Même le programme lumineux peut avoir un impact sur l’incidence de la cellulite dans un lot. Une intensité lumineuse plus faible gardera les oiseaux plus calmes. De plus, en offrant suffisamment d’heures de lumière, tous les oiseaux peuvent aller picorer à la mangeoire, d’où un risque moindre d’accrochages.

Le plumage a aussi son importance. En favorisant un emplumement rapide, la peau est laissée moins longtemps à nu, donc elle est moins susceptible aux déchirures et éraflures. La température du poulailler a subséquemment un impact sur l’emplumement; une température pas trop chaude favorise le développement des plumes. Par contre, un thermostat trop bas favorisera l’apparition d’un autre problème, l’ascite. Notons aussi que le plumage des mâles se forme moins rapidement que celui des femelles, d’où une prévalence plus élevée de la cellulite chez les mâles, qui sont aussi plus agressifs à la mangeoire que les femelles.

Ajoutons aussi l’importance d’une bonne ventilation; un bon déplacement de l’air contribuera à une humidité ambiante moins élevée et à une litière plus sèche.

Finalement, un lavage en profondeur et une désinfection méticuleuse en fin de lot, suivi d’un assèchement complet du poulailler et d’un vide sanitaire le plus long possible (plus de 15 jours), diminueront la pression des microorganismes causant la cellulite.
Lésions de cellulite suite à un challenge à la Station de recherche avicole CO-OP.
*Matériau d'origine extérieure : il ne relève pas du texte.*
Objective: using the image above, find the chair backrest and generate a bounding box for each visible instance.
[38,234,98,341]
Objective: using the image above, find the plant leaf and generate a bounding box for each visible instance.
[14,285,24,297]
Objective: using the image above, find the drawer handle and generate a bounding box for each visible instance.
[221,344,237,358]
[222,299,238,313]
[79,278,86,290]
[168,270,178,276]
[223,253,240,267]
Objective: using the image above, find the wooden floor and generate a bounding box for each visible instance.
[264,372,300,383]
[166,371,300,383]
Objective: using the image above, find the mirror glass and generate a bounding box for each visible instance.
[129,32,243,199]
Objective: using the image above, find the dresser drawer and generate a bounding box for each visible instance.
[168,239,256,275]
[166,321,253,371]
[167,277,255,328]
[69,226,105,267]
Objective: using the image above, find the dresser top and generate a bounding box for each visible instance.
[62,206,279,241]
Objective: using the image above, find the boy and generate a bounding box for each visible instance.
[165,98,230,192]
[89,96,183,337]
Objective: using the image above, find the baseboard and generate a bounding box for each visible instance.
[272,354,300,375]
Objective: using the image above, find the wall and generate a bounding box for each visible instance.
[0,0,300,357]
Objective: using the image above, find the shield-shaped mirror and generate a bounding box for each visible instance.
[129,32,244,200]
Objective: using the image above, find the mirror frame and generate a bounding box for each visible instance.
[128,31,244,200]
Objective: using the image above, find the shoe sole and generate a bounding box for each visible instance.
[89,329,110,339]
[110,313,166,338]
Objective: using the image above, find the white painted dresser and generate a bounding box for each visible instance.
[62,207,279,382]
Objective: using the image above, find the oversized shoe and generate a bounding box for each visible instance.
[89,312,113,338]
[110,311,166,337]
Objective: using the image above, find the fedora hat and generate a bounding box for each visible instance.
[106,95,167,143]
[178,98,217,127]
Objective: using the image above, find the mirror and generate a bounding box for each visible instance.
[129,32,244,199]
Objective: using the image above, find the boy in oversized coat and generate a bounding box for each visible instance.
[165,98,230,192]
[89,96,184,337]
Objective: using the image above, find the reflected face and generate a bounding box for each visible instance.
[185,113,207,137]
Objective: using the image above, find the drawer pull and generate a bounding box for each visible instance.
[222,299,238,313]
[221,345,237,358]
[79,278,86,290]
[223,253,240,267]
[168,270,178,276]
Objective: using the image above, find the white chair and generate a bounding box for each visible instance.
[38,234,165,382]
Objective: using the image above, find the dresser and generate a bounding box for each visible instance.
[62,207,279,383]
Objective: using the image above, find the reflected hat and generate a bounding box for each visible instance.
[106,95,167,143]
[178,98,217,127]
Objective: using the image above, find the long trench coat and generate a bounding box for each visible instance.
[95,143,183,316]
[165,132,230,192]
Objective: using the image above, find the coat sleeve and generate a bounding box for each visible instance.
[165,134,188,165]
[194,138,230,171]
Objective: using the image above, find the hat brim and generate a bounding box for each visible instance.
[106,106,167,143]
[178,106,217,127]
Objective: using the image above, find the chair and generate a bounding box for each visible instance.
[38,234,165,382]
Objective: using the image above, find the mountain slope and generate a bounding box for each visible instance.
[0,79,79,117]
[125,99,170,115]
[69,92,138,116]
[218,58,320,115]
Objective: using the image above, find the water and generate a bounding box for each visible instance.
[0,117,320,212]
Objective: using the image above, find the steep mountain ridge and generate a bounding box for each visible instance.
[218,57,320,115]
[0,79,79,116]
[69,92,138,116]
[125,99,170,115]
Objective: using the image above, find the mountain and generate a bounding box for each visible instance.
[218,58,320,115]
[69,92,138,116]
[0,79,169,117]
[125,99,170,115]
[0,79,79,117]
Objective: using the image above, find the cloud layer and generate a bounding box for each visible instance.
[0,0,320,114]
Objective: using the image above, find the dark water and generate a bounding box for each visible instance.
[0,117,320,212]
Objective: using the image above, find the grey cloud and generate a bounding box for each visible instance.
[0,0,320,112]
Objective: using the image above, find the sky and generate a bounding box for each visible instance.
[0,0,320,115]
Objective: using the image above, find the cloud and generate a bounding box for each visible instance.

Mais travailler sur les équipements et la régie a ses limites. Trouver des solutions technologiques à la cellulite, c’est l’un des mandats de Nadège Hervé, de la Station de recherche avicole CO-OP, membre du réseau de recherche Cooperative Research Farms. Cette agronome explore notamment la possibilité d’utiliser des additifs alimentaires capables d’accroître la prévention et de favoriser la guérison.

Nous n’en sommes pas encore au stade de la commercialisation des produits. Les premiers résultats sont toutefois prometteurs.

Voyez, la lutte s’organise. À quand zéro cellulite, exit la cellulite? Venir complètement à bout de ce problème sera difficile, si on en croit Francine Dufour, mais l’infection est de mieux en mieux connue et comprise. Sans l’enrayer, on peut tout au moins réussir à la contrôler, croit-elle.